의과대학에 지원하는 것은 지원자는 물론 가족에게도 고부담의 결정이며, 모든 선발절차는 지원자와의 gaming이며 우수한 의사가 될 잠재력을 지닌 일부를 떨어뜨리게 된다. 의과대학생 선발과 훈련은 이미 비용이 많이 들고 자원-집중적resource-intensive이다. 따라서 일견 타당해보이더라도 달성하기 어려운 사회적 책무성 목표는 reflective, finite, practical해야 한다.

The stakes are high for medical applicants and their families, and any selection process will both attract its share of gaming from applicants and deny admission to some with the potential to become excellent doctors. Medical student selection and training are already expensive and resource-intensive. Quests for plausible but elusive social accountability goals should therefore be reflective, finite and practical.

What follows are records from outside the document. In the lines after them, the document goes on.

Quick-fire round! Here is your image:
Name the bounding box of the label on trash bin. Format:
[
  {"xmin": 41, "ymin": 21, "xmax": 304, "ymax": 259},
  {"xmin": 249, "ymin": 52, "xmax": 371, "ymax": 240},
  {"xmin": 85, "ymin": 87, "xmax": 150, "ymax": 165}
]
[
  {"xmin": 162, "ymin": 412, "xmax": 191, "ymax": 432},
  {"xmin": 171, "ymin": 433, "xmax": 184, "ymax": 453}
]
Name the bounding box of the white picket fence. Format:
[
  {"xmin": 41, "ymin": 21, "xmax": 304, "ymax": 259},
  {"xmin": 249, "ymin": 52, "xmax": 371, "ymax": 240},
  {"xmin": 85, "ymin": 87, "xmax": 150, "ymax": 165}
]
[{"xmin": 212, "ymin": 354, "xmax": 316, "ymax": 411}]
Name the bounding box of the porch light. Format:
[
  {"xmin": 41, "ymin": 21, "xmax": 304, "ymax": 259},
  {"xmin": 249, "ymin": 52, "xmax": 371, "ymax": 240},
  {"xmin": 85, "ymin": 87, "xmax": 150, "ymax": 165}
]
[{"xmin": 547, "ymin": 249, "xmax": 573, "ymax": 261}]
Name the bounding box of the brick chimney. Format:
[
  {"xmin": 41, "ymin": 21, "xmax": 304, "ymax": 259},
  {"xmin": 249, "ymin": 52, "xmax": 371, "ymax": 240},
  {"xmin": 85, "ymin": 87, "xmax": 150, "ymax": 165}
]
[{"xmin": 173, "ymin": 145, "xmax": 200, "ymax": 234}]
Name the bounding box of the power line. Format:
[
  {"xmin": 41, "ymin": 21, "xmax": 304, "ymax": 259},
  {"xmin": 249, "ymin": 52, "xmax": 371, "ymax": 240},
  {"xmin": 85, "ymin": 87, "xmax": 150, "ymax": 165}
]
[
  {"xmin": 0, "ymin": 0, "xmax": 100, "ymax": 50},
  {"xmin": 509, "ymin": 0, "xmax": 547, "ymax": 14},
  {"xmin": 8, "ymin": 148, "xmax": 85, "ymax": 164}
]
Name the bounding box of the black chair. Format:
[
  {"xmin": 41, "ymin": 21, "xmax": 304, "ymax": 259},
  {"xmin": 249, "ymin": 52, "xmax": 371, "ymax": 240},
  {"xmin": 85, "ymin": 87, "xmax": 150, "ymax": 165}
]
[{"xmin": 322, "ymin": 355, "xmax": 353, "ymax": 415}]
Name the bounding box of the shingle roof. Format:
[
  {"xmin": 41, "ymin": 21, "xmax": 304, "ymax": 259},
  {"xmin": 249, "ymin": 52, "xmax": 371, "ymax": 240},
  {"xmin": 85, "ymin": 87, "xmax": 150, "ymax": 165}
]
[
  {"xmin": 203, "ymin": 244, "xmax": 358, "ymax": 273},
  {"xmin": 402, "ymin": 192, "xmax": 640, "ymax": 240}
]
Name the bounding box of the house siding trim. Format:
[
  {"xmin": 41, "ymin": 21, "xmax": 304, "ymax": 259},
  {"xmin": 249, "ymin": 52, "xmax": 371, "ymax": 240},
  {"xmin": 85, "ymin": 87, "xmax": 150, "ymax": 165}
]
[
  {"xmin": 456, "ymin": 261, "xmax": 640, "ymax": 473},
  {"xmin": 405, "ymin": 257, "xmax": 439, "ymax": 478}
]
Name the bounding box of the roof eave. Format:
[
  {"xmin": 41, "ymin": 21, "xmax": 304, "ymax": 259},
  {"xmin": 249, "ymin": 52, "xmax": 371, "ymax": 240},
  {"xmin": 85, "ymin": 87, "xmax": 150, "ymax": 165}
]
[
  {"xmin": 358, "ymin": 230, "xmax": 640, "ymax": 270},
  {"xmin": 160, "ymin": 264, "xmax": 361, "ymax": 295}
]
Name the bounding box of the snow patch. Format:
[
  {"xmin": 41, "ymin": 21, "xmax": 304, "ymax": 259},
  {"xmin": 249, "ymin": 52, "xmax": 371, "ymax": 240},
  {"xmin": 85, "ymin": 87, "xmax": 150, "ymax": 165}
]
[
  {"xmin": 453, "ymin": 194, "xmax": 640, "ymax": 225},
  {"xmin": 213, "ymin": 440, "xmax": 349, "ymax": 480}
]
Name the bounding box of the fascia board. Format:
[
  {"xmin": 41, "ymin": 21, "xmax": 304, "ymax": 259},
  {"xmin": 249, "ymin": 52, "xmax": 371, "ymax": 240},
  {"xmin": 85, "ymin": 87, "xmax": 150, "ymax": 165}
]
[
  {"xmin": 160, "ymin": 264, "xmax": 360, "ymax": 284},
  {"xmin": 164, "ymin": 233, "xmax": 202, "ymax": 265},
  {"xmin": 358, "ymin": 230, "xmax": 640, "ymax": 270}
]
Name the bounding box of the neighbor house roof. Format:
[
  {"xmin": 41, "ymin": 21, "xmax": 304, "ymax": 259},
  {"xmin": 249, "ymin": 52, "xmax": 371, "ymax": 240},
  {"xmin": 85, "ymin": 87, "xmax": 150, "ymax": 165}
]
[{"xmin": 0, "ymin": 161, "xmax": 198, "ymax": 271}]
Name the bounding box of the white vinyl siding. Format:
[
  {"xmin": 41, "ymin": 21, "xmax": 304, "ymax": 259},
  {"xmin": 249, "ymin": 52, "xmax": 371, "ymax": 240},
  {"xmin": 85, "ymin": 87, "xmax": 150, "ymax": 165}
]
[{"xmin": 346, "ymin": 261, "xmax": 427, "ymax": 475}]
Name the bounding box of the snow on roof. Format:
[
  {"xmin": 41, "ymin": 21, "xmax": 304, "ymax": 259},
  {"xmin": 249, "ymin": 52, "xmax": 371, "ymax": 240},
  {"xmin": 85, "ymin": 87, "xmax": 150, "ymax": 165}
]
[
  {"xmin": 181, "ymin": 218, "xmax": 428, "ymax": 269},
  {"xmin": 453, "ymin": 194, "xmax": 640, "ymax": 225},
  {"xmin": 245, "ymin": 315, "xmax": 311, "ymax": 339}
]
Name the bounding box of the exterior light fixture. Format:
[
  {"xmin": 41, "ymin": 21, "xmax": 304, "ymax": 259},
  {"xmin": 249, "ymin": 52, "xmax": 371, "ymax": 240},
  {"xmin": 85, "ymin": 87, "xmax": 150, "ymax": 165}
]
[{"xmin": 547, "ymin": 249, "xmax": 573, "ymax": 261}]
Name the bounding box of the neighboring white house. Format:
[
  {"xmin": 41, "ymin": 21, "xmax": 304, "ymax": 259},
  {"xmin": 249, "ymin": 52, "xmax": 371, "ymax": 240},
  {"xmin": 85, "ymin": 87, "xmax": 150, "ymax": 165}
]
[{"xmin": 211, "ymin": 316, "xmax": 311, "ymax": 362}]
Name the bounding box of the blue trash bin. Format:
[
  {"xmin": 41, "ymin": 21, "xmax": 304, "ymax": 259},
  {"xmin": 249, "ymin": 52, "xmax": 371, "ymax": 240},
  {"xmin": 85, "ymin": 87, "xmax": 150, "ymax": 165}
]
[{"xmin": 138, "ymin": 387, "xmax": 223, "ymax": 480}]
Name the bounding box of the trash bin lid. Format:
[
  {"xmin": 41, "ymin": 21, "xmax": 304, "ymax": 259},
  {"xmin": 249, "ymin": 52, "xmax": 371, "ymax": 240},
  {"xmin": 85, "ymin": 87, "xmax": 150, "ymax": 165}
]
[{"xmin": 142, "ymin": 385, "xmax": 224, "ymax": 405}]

비록 정치적 타당성이 명백해 보이더라도, 코호트와 다른 연구에서 의과대학에서의 사회통합이라는 목표가 장점이 있음을 보여줄 수도 있지만, 반대로 비현실적이며, 자리를 잘못 잡은 것이고 형편이 되지 못함unaffordable을 보여줄 수도 있다.

Cohort and other studies may demonstrate benefits, or they may show that, despite its apparent political validity, the quest for social inclusion in medical selec- tion is impractical, misplaced and unaffordable.





 2013 Jun;47(6):542-4. doi: 10.1111/medu.12211.

The elusive grail of social inclusion in medical selection.